The idea came from painful, organic iteration inside Frontly. I’d been trying to get AI to generate full application structures - pages, components, data models, layouts - from a single prompt. The output was often terrible. So I broke it into two steps. Then three. Then six. And at some point I realized: if I let the user actually see and edit the output at each step before the next one runs, the quality of the final result improved dramatically - because each step was building on validated, human-approved output instead of compounding hallucinations.

I didn’t know the term “human-in-the-loop” at the time. I just knew that single-prompt generation produced garbage, multi-step was better, and letting users course-correct between steps was better still. That progression - from one prompt to many steps to human review at each step - happened slowly over months of shipping and watching what broke.

What I was building

The platform let users define structured JSON output schemas - either manually or by pasting in raw JSON that the system would parse into a reusable template. You’d then build multi-step flows where each step generated or transformed structured data, building on the output of the previous step.

Each step would pause, display its intermediate output in an editable UI, and let the user review, fix, and approve before the next step ran. This wasn’t just a nice-to-have - it was half the reason the product existed. Building multi-step AI flows that need to pause, request user interaction, display intermediate progress, and allow real-time editing was genuinely hard in early 2024. It probably still is.

This was the right architecture for the moment. Pre-reasoning-models, AI did dramatically better when you broke complex tasks into small, focused steps. And your user is the best judge of quality for their own output - so instead of trying to make the AI perfect in one shot, we gave users the ability to course-correct at each stage.

The engineering was harder than it looked

This wasn’t just “chain some API calls together.” Each step in the flow had to stream its AI response in real-time, parse partial JSON as tokens arrived, handle broken or hallucinated JSON gracefully with automatic retries, and render intermediate results in a UI that a non-technical user could actually understand, edit, and approve - all while maintaining session state across steps.

Live streaming with partial JSON parsing. Users needed to see output as it generated, not wait for a complete response. That meant parsing incomplete JSON on every token, displaying what was valid so far, and gracefully handling the constant stream of temporarily invalid states. When the model hallucinated a broken structure mid-stream, the system had to detect it, retry, and resume without the user losing their work.

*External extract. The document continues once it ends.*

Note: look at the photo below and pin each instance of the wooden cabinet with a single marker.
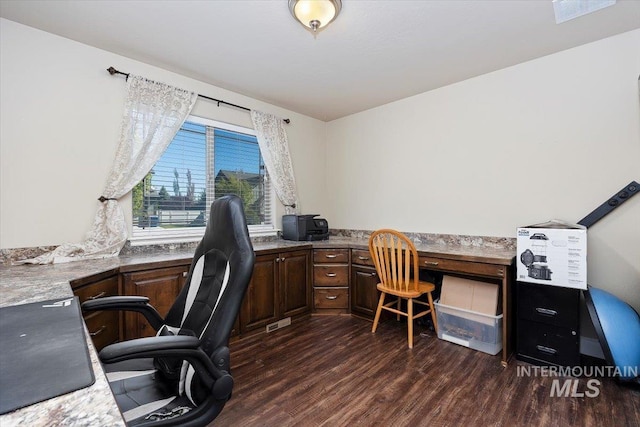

JSON consistency was a nightmare. In early 2024, there was no function calling, no structured outputs, no response schemas. You sent a prompt that said “respond with valid JSON in this format” and you got back… something. Sometimes valid JSON. Sometimes JSON wrapped in markdown code fences. Sometimes a conversational response with JSON buried in the middle. I wrote parser after parser - strip code fences, find the first {, try to parse, fall back to regex extraction, try again. A five-step chain where each step needed valid JSON meant five opportunities for the whole thing to break.

Hallucination broke step-to-step data bindings. The model would generate a component that referenced a field called customer_name, but a previous step had called it clientName. Every step in the chain could hallucinate details that made its output incompatible with the steps before or after it.

The review UI was a design problem, not just an engineering problem. Each intermediate output needed to be displayed in a way that felt natural to edit - not raw JSON, but a structured form that mapped to the underlying data. The user had to be able to modify any field, see how their changes would affect downstream steps, and approve with confidence. Making AI-generated structured data editable by non-technical users, mid-pipeline, in real-time - that was genuinely hard.

The through-line

Everything I was doing by hand in early 2024 now has a name and a framework. Chained prompts became “agentic workflows.” Structured output became function calling and response schemas. The human review steps became “human-in-the-loop.” Context management between steps became “context engineering.”

This project eventually split into two separate things. The human-in-the-loop pattern - pausing AI workflows for human review - was a hard enough problem on its own that I pulled it out and built a standalone, platform-agnostic HITL product, which I launched in November 2024. Meanwhile, the multi-step AI generation architecture fed directly back into Frontly - when I rebuilt the AI app generator as a vibe coding platform in March 2025, the pipeline had a significant human-in-the-loop process baked in, informed by everything I’d learned building these chains a year earlier.

The core insight from this period wasn’t just that context quality matters - it was that AI does better with small, focused steps, and that humans are the best quality gate between those steps. That pattern keeps showing up in everything I build.